Set Your Mom Blog Apart with Blog Brand - dummies

Set Your Mom Blog Apart with Blog Brand

By Wendy Piersall, Heather B. Armstrong

A blog brand is the combination of several factors such as the name, design, topics, and writing style of a blog, which all send signals about what readers can expect from reading a blog. Your blog’s brand is a specific business entity that may or may not always be a part of your career.

Your blog’s brand is as unique and personal as you are, and what works for one blogger may not work for another. Like your personal brand, your blog’s brand evolves as you become more sophisticated as a writer and experienced as an authority in your field.

So how do you develop a brand for your blog? It covers many aspects of your online presence:

  • Your blog’s name and domain name: You want the name and domain to be memorable and do one of two things: convey an immediately recognizable image (such as Redneck Mommy, Cool Mom Picks, and TipJunkie), or be so unique that you can associate your brand around your catchy name (such as Chookooloonks, Velveteen Mind, and Tatertots & Jello).

  • Your blog’s tag line: A tag line tells people what to expect from your blog in one short sentence. They are a great way to practice getting a big idea into as few words as possible. Plus they can be very helpful for search engine optimization if you use good keywords in them. Here are some great examples:

    • Run Fat Girl: From thick to thin — one mile at a time

    • Starting Fresh at Forty: The market collapsed and so did I

    • BlondeMomBlog: Pontificating about poop and pinot noir since 2005

    • SportsGirlsPlay: Raising happy, healthy athletes

    • The Centsible Life: Live the life of your dreams on a budget

  • Your blog’s visual design: This is an extremely important element that will build trust and credibility with your readers and with potential advertisers. Your blog must look professional in order to be taken seriously by advertisers or clients.
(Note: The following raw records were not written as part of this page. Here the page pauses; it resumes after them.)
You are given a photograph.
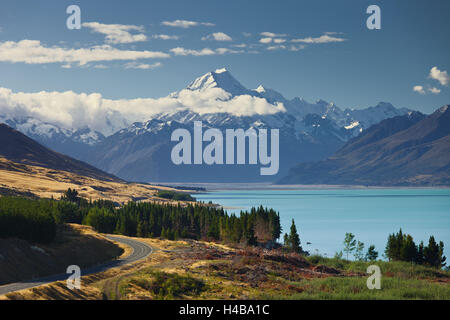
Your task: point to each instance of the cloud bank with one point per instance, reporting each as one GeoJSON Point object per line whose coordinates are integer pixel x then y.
{"type": "Point", "coordinates": [70, 110]}
{"type": "Point", "coordinates": [186, 24]}
{"type": "Point", "coordinates": [441, 76]}
{"type": "Point", "coordinates": [117, 33]}
{"type": "Point", "coordinates": [33, 52]}
{"type": "Point", "coordinates": [218, 36]}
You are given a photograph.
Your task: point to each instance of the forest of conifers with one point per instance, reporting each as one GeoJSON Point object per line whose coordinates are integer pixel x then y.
{"type": "Point", "coordinates": [36, 220]}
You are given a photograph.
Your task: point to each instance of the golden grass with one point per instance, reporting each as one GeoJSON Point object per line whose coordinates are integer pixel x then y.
{"type": "Point", "coordinates": [47, 183]}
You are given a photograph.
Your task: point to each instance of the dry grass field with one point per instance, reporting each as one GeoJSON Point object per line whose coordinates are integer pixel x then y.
{"type": "Point", "coordinates": [48, 183]}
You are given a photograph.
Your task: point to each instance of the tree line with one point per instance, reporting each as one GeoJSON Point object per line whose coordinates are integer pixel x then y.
{"type": "Point", "coordinates": [36, 220]}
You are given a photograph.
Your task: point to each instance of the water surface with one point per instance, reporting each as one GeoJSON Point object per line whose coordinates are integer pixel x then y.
{"type": "Point", "coordinates": [324, 216]}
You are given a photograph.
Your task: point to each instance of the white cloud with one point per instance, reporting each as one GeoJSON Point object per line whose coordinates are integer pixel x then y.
{"type": "Point", "coordinates": [227, 50]}
{"type": "Point", "coordinates": [296, 48]}
{"type": "Point", "coordinates": [179, 51]}
{"type": "Point", "coordinates": [117, 33]}
{"type": "Point", "coordinates": [143, 66]}
{"type": "Point", "coordinates": [272, 35]}
{"type": "Point", "coordinates": [100, 66]}
{"type": "Point", "coordinates": [277, 47]}
{"type": "Point", "coordinates": [186, 24]}
{"type": "Point", "coordinates": [265, 40]}
{"type": "Point", "coordinates": [72, 110]}
{"type": "Point", "coordinates": [419, 89]}
{"type": "Point", "coordinates": [441, 76]}
{"type": "Point", "coordinates": [218, 36]}
{"type": "Point", "coordinates": [165, 37]}
{"type": "Point", "coordinates": [33, 52]}
{"type": "Point", "coordinates": [434, 90]}
{"type": "Point", "coordinates": [326, 38]}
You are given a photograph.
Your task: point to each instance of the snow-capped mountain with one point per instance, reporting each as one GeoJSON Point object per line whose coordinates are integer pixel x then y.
{"type": "Point", "coordinates": [141, 151]}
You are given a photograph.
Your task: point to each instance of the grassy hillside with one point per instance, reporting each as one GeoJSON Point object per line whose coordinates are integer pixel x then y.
{"type": "Point", "coordinates": [201, 270]}
{"type": "Point", "coordinates": [74, 244]}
  • The topics that you write about (and the topics you don’t write about): You want to choose a focused topic with a few related topics. How you inject your personality into your writing also builds your recognizable attributes as someone who is funny, entertaining, informative, or something else. What you don’t write about also sends brand signals.

  • How you interact with your readers and the other bloggers in your niche: This is certainly part of your personal brand as well, but your interactions help to define what your blog is known for. Are you helpful, encouraging, or good for a snarky laugh? These things tell people what to expect when they want to read more about you on your blog.

  • How consistent you are with your message: Consistency doesn’t mean never straying off topic, nor does it mean blogging every day. It means setting expectations with your readers and delivering on those expectations. Keeping your actions congruent with your words is also very important.

  • The quality of your content: Quality can be a subjective measure, but it also means writing words that people want to read. Not everyone will think you have a quality blog, but it’s important that your readers think so, and continue to think so.

  • The business goals of your blog: Everything you do on your blog should be supporting your chosen business model either directly or indirectly. You could minimize your credibility if the things you write about on your blog conflict with your business goals.

In an ideal world, you’ll know how you want to portray yourself and your blog for all of these criteria. In reality, you might only have 70–80 percent of these things defined. It’s important to not let perfectionism get in the way of action, but it’s important to work on developing your brand with all these things in mind as your blog grows.